Some days go just like clockwork.

I always leave the office around 4:45. It's a five-minute walk to Metro, 40 minutes of riding with a transfer at Metro Center and then a 15-minute walk home from Silver Spring. I know exactly where to stand on which platform so that as the doors open, I'm in front of the appropriate escalator. Freaking clockwork baby.

Since I transfer trains, I rarely get a seat, but frankly, it's just good to stand. The iPod plays and I can keep in time with the music as my body sways with the train movements. It's like commuter dancing.

When I get on the train at Foggy Bottom, I try to be the last to enter. Then I’m at the correct set of doors when they open three stops away at Metro Center.

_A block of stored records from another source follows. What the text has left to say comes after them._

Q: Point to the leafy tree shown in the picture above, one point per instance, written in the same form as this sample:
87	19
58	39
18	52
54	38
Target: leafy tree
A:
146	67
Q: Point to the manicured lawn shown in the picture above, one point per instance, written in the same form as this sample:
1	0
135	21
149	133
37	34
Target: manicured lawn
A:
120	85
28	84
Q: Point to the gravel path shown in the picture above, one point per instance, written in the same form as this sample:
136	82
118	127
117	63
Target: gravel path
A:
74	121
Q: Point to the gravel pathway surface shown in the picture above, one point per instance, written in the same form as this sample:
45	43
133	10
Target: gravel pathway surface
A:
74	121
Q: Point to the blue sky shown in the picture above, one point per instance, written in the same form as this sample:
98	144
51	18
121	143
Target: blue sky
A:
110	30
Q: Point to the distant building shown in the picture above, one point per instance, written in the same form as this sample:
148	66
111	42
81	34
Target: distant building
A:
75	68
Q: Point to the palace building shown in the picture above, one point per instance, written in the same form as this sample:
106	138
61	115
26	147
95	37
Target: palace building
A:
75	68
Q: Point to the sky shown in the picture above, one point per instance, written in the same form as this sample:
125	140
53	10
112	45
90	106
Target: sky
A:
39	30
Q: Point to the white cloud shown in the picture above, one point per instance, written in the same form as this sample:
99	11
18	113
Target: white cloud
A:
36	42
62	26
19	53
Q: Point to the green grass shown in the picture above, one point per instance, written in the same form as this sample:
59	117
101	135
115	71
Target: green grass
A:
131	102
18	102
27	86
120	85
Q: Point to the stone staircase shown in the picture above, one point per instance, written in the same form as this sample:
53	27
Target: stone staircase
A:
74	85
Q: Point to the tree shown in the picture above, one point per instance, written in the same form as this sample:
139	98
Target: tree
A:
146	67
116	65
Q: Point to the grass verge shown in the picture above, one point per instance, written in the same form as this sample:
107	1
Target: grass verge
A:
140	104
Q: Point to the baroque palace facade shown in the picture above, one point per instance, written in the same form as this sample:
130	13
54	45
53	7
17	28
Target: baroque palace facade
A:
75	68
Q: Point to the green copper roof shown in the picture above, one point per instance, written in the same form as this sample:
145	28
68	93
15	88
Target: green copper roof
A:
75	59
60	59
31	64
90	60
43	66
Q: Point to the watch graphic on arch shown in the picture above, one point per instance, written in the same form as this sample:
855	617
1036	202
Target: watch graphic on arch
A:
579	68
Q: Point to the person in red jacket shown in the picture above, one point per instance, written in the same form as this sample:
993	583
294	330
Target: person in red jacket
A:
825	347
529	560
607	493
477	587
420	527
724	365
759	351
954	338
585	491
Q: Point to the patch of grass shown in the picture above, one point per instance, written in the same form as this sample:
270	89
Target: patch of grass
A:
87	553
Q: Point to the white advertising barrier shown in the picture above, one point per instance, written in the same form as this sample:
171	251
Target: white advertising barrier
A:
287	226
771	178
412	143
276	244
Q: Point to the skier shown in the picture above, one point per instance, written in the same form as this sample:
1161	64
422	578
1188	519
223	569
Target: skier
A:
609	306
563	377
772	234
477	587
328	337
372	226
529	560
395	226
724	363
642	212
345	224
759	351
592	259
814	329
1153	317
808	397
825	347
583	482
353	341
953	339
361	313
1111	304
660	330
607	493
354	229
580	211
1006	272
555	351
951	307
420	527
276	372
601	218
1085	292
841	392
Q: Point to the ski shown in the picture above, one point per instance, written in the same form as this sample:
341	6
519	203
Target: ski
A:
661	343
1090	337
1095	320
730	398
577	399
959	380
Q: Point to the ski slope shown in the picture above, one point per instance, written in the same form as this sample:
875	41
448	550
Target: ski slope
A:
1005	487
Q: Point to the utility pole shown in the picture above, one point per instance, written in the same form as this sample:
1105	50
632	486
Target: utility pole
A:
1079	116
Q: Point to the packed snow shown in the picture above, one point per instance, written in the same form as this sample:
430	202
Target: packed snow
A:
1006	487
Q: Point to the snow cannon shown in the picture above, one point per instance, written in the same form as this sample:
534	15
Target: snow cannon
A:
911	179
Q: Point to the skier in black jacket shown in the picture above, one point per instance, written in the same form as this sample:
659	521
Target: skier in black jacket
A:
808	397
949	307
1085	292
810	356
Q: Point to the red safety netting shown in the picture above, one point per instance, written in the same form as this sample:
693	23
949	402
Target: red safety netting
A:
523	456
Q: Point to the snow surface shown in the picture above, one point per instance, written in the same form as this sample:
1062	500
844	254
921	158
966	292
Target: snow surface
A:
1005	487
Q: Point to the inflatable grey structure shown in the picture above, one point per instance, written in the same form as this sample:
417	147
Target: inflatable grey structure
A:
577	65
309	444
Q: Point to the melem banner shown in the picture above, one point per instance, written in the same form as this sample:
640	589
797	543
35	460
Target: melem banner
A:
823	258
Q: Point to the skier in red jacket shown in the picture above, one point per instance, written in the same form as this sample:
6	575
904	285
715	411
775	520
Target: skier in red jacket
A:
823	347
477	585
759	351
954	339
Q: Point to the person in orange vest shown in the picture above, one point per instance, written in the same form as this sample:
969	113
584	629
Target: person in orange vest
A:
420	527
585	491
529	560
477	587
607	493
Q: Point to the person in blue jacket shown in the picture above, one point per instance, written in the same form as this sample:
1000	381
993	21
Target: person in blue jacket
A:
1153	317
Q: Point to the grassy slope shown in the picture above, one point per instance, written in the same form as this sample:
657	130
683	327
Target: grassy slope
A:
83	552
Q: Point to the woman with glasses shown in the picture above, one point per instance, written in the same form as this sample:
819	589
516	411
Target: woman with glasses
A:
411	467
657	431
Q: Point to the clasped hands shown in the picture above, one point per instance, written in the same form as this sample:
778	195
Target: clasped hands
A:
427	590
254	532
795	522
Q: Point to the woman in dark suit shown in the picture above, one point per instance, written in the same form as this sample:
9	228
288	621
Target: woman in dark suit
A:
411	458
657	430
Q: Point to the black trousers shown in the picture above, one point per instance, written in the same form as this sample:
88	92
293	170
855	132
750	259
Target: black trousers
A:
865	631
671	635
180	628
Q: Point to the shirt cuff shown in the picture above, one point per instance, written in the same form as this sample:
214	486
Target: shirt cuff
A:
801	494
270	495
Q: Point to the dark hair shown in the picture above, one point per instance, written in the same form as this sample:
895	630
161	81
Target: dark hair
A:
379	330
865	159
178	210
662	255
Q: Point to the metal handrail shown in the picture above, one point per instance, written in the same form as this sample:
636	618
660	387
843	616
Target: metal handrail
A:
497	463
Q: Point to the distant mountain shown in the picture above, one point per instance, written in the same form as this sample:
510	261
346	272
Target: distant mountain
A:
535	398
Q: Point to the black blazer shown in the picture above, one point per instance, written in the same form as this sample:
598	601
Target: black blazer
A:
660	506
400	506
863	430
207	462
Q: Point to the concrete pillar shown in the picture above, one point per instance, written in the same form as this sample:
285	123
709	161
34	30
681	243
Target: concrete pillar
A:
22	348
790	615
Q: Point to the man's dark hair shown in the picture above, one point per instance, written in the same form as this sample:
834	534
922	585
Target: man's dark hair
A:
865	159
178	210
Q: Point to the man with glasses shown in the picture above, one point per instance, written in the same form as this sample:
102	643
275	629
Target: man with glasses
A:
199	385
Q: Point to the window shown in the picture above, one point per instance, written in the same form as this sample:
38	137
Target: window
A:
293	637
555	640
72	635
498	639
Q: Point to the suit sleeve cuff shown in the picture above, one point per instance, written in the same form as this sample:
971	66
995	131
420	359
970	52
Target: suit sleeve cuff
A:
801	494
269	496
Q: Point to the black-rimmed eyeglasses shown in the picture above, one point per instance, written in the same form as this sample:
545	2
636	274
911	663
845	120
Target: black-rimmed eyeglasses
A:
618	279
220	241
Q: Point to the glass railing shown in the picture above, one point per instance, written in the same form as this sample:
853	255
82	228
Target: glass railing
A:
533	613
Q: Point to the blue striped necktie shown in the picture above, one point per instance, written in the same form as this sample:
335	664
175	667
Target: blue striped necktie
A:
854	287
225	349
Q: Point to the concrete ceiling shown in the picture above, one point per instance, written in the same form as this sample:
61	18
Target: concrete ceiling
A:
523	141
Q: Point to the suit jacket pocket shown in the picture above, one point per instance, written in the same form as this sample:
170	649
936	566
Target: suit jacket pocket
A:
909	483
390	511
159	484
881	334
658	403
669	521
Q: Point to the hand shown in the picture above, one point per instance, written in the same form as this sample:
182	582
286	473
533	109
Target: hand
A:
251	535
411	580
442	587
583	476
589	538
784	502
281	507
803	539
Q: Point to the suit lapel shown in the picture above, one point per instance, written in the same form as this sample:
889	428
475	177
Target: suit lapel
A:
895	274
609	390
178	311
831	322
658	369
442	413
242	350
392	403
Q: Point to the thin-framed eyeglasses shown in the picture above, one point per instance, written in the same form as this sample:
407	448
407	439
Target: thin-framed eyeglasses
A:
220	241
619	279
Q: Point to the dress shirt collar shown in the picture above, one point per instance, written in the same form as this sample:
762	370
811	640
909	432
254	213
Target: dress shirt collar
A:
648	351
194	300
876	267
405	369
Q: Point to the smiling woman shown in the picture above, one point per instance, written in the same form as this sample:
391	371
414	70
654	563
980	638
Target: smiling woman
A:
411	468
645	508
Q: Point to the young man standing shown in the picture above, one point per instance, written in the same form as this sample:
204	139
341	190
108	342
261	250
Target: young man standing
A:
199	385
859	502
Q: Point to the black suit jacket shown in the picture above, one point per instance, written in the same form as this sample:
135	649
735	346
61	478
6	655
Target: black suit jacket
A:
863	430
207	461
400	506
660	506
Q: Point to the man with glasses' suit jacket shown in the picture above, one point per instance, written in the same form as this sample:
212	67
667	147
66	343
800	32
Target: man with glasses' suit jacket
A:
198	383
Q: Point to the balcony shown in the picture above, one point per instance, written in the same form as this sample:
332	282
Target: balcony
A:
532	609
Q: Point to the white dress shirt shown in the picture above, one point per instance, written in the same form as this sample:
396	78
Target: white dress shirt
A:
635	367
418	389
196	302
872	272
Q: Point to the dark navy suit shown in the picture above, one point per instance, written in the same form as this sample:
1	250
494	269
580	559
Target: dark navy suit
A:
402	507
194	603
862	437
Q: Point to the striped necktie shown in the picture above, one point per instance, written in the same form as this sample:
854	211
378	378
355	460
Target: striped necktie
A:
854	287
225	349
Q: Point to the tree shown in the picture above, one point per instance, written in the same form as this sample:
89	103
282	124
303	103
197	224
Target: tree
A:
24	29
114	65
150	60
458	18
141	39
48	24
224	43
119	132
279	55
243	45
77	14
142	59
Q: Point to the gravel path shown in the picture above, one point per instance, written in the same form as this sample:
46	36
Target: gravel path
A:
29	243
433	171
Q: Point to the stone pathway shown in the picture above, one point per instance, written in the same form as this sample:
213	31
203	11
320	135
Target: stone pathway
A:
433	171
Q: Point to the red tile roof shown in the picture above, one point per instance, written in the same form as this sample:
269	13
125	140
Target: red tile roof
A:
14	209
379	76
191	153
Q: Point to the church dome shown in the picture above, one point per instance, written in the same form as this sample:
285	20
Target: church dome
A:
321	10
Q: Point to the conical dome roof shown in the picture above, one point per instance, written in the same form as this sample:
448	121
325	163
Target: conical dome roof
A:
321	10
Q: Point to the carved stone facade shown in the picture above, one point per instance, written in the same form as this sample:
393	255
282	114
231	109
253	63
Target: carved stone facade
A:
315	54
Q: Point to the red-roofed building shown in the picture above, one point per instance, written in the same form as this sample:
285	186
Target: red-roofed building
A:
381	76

It’s a carefully orchestrated system. Today went exactly as planned.

Van Halen was playing as I entered. “Dreams” from 5150. I can still remember the video, which featured the Blue Angels. Utter Perfection of a song.

I’m in my own world as I face the doors. Being underground, I can see the reflection over my shoulder as the other passengers fill the train at each station. It’s getting crowed, but the song drowns out the commuters. We’re getting close to Metro Center. I know my routine; to the left, up the escalator, another left and two car lengths down. Seriously, more utter perfection. The train rocks through the tunnels, the passengers all prepare for the mass departure and I….

I fart.

Holy shit, I totally fart.

I feel my ass quiver as the gas releases. For moment, I think it’s my imagination, but no, my ass moved. “Dude,” I say to myself, “You farted.” Omigosh, did they hear it? And I panic because I’m not certain if it was silent. So I do what any man would do…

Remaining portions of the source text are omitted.